Ovarian Failure-Resistant Effects of Catalpol in Aged Female Rats

Abstract

Catalpol, an iridoid glycoside obtained from various natural sources, has many biological functions. However, its ovarian failure-resistant effect has scarcely been studied. The present study used senile 14-month-old Sprague-Dawley female rats to examine the in vivo ovarian failure-resistant activity of catalpol. Daily oral graded doses of catalpol (1, 3, or 5 mg/kg/d) for 4 weeks significantly increased the levels of serum 17β-estradiol (E₂) and progesterone (P4) but reduced follicle-stimulating hormone and luteinizing hormone levels. Electron microscopic analysis and flow cytometry showed that catalpol significantly retarded apoptosis of the ovarian granulocytes of the rats. These findings suggest that catalpol works on the sex organs by nourishing ovarian tissues and improving both the quality and quantity of follicles, thus leading to rebalanced E₂ and P4 levels in aged rats so that catalpol has a direct in vivo antiaging effect on the rat ovarian system.
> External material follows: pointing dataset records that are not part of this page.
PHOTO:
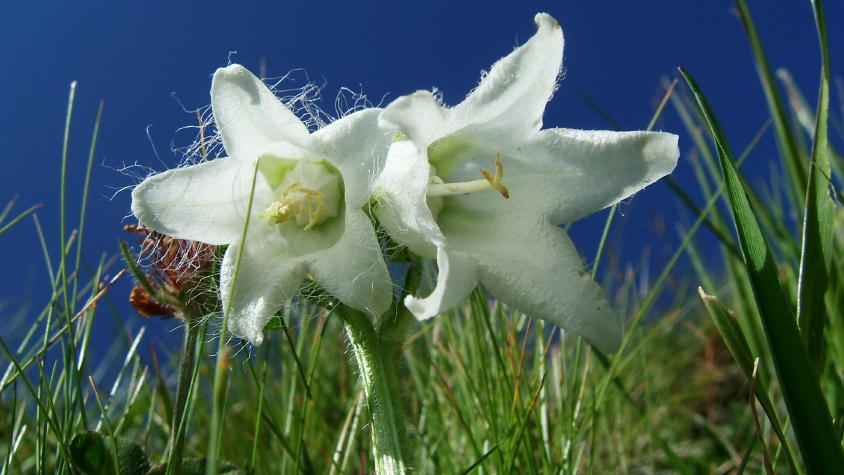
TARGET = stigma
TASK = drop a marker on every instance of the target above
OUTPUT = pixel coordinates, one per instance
(438, 188)
(295, 201)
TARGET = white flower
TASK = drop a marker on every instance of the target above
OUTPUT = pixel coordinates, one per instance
(306, 215)
(434, 199)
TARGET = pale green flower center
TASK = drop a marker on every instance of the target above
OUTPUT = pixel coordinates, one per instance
(311, 193)
(437, 188)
Menopause, a naturally occurring phenomenon in women between the ages of 40 and 60 years, represents the cessation of menstrual cycles due to loss of estrogen and progesterone secretion. Research into the main cellular and molecular aspects of ovarian follicle ageing that lead to menopause include a wide range of important factors. Follicle ageing is characterized by the impairment of specific functions of oocytes and granulosa cells, as well as general cellular dysfunctions including reduced mitochondrial activity, energetic failure, and changes in gene and protein expression. It is speculated that the level of cellular decline is sufficient to make ovarian follicles and ovulated oocytes more susceptible to apoptosis.¹⁾ A significant number of women entering menopause exhibit symptoms, inculding hot flushes, sleep disorders, irritability, depression and anxiety, which can lead to significant disruptions in the couse of daily life. In extreme cases, such symptoms lead women to seek medical attention.²⁾ The possibility of side-effects, including a transitory increased risk of heart disease at the start of treatment^3,4) and increased risk of endometrial or various forms of cancer,^5–7) which cause many women to seek alternatives, has led most doctors to disagree on the utility of hormone replace therapy (HRT) in all menopausal patients. On the basis of the risks and findings from the Women’s Health Initiative, the U.S. Preventive Services Task Force published a recommendation against the routine use of HRT for the prevention of chronic conditions in postmenopausal women.⁸⁾

Recently, herbal medicines origin without hormonal replacement have been attracting a great deal of attention as alternative and supplemental medicines because of their proven therapeutic efficacy and low risk of side-effects.⁹⁾ Many extracts from the herbal agents have been proven to be useful in the treatment of age-associated diseases.^10,11) Rehmanniais an important traditional Chinese herbal medicine which is widely used to replenish vitality, strengthen the liver, kidney, heart, and for treatment of a variety of ailments like diabetes, anemia, and urinary tract problems. There have been growing evidences that the extract from the root of Rehmannia possesses significant neuroprotective activity.^12,13) Catalpol (Fig. 1), an iridoid glycoside, was isolated from the fresh root of Rehmannia with column chromatography method in our laboratory. It exists broadly in many plants all over the world and has many biological functions such as anti-inflammation, protection of liver damage, and reduction of elevated blood sugar, but its ovarian failure resistant effect to our knowledge has been scarcely studied. In this study, we investigated the in vivo ovarian failure resistant activity of catalpol.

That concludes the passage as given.